LINGUIST List 25.3622

Mon Sep 15 2014

Diss: English, Spanish; Comp Ling, Text/Corpus Ling, Translation: Burgos H: 'Towards an image-term co-occurence model...'

Editor for this issue: Danuta Allen <danutalinguistlist.org>


Date: 14-Sep-2014
From: Diego Burgos H. <burgosdawfu.edu>
Subject: Towards an image-term co-occurence model for multilingual terminology alignment and cross-language image indexing
E-mail this message to a friend

Institution: Universitat Pompeu Fabra
Program: Linguistic Sciences and Applied Linguistics
Dissertation Status: Completed
Degree Date: 2014

Author: Diego A. Burgos H.

Dissertation Title: Towards an image-term co-occurence model for multilingual terminology alignment and cross-language image indexing

Dissertation URL: http://www.tdx.cat/handle/10803/145644

Linguistic Field(s): Computational Linguistics
                            Text/Corpus Linguistics
                            Translation

Subject Language(s): English (eng)
                            Spanish (spa)

Dissertation Director:
Leo Wanner

Dissertation Abstract:

This thesis addresses the potential that the relation between terms and images in multilingual specialized documentation has for glossary compilation, terminology alignment, and image indexing.
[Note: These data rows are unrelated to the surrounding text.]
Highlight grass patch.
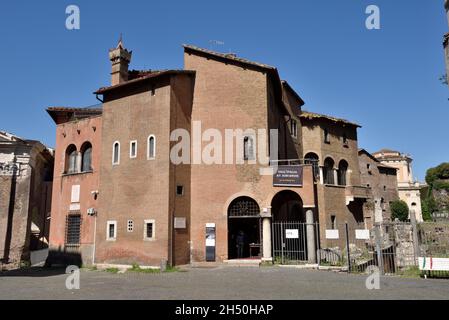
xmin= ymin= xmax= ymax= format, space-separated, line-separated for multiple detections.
xmin=128 ymin=263 xmax=160 ymax=274
xmin=105 ymin=267 xmax=119 ymax=274
xmin=164 ymin=265 xmax=181 ymax=273
xmin=397 ymin=266 xmax=421 ymax=278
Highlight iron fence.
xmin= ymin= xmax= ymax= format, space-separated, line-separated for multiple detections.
xmin=271 ymin=219 xmax=449 ymax=277
xmin=272 ymin=222 xmax=319 ymax=264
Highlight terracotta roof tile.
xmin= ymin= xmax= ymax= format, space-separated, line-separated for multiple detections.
xmin=300 ymin=110 xmax=361 ymax=128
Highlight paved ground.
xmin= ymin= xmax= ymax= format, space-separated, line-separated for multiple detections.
xmin=0 ymin=265 xmax=448 ymax=300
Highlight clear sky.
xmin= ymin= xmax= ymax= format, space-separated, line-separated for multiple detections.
xmin=0 ymin=0 xmax=447 ymax=181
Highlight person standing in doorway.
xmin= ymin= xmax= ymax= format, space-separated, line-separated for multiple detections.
xmin=236 ymin=230 xmax=247 ymax=258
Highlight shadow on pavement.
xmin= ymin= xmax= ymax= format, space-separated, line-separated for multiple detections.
xmin=0 ymin=266 xmax=67 ymax=278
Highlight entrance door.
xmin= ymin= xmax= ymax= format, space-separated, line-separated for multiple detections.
xmin=227 ymin=197 xmax=261 ymax=259
xmin=271 ymin=190 xmax=309 ymax=264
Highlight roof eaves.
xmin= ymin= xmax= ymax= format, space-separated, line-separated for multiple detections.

It takes advantage of the recurrent use of these two modes of communication (i.e., text and images) in digital documents to build a bimodal co-occurrence model which aims at dynamically compiling glossaries of a wider coverage. The model relies on the developments of content-based image retrieval (CBIR) and text processing techniques. CBIR is used to make two images from different origin match, and text processing supports term recognition, artifact noun classification, and image-term association. The model aligns one image with its denominating term from collateral text, and then aligns this image with another image of the same artifact from a different document, which also enables the alignment of the two equivalent denominating terms. The ultimate goal of the model is to tackle the limitations and drawbacks of current static terminological repositories by generating bimodal, bilingual glossaries that reflect real usage, even when terms and images may originate from noisy corpora.



Page Updated: 15-Sep-2014